I'm using MySQL & PHP to calculate Pearson's R measuring the relationship over a number of years between political donations and tenders received by a particular business.
I've run into trouble with the MySQL query that is feeding values into the algorithm. The algorithm itself is fine and evaluates correctly. The problem is in the query used to get the data.
The formula I'm using for Pearson's R is at http://www.statisticshowto.com/how-to-compute-pearsons-correlation-coefficients/
Here is the basic MySQL query that spits out values for each year:
SELECT count( distinct year) as count,name,sum(donations), sum(tenders), sum(donations * tenders) as xy,(sum(donations)*sum(donations)) as x2, (sum(tenders)*sum(tenders)) as y2 from money_by_year where name='$name' group by name,year
Here is the query WITH ROLLUP to get only the final values:
SELECT count( distinct year) as count,name,sum(donations), sum(tenders), sum(donations * tenders) as xy,(sum(donations)*sum(donations)) as x2, (sum(tenders)*sum(tenders)) as y2 from money_by_year where name='$name' group by name with rollup LIMIT 1
The problem is that the totals from the second query are wrong in the sum xy, x2 & y2. This is being caused by the query itself, probably the ROLLUP and I'd like to know what is going on with it.

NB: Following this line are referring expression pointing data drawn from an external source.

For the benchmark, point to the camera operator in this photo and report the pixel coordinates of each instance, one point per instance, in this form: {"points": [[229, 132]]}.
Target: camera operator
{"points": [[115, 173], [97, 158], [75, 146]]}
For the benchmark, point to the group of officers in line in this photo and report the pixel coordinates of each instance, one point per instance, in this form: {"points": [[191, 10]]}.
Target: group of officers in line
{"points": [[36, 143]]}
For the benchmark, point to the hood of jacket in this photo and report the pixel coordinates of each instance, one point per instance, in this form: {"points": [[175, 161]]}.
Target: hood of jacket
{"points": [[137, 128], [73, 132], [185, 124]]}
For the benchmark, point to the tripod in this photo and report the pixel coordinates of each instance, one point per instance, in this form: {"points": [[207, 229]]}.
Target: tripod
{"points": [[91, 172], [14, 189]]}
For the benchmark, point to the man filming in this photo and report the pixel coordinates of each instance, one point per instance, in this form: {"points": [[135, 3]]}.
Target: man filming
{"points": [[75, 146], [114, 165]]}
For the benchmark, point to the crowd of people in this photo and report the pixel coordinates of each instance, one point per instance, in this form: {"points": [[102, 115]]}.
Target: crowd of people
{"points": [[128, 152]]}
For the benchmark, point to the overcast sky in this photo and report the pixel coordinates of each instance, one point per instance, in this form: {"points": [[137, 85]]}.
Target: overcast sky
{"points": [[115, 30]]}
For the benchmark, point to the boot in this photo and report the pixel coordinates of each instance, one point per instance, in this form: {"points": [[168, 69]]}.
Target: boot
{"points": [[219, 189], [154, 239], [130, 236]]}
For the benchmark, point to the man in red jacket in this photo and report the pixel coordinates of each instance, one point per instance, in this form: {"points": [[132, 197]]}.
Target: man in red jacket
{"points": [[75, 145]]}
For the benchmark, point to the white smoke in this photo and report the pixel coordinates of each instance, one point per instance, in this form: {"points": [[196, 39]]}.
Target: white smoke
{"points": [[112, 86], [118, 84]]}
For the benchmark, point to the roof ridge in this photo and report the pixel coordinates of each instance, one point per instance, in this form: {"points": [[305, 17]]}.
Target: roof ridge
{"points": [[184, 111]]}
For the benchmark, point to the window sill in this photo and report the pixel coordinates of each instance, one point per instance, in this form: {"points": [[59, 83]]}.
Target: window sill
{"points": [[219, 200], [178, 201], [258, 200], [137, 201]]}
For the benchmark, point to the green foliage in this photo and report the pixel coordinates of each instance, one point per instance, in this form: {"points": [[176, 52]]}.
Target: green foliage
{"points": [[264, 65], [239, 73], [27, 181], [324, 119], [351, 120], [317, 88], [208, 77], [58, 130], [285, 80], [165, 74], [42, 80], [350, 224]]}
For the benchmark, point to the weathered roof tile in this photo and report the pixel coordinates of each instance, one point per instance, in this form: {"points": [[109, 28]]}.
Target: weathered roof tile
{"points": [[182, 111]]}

You can see working examples of the code with the values resulting from both the above queries and the algorithm at https://openaus.net.au/follow_the_money.php?name=KPMG
I have tried various changes to sum(donations * tenders) as xy for example implementing it as sum(donations) * sum(tenders) as in:
SELECT count( distinct year) as count,name,sum(donations), sum(tenders), sum(donations) * sum(tenders) as xy,(sum(donations)*sum(donations)) as x2, (sum(tenders)*sum(tenders)) as y2 from money_by_year where name='KPMG' group by name with rollup LIMIT 1
however the ROLLUP totals are incorrect, much bigger than they should be. The values I want may not be possible via a single MySQL query however I would appreciate knowing why this is the case, what the ROLLUP is doing to the figures and why.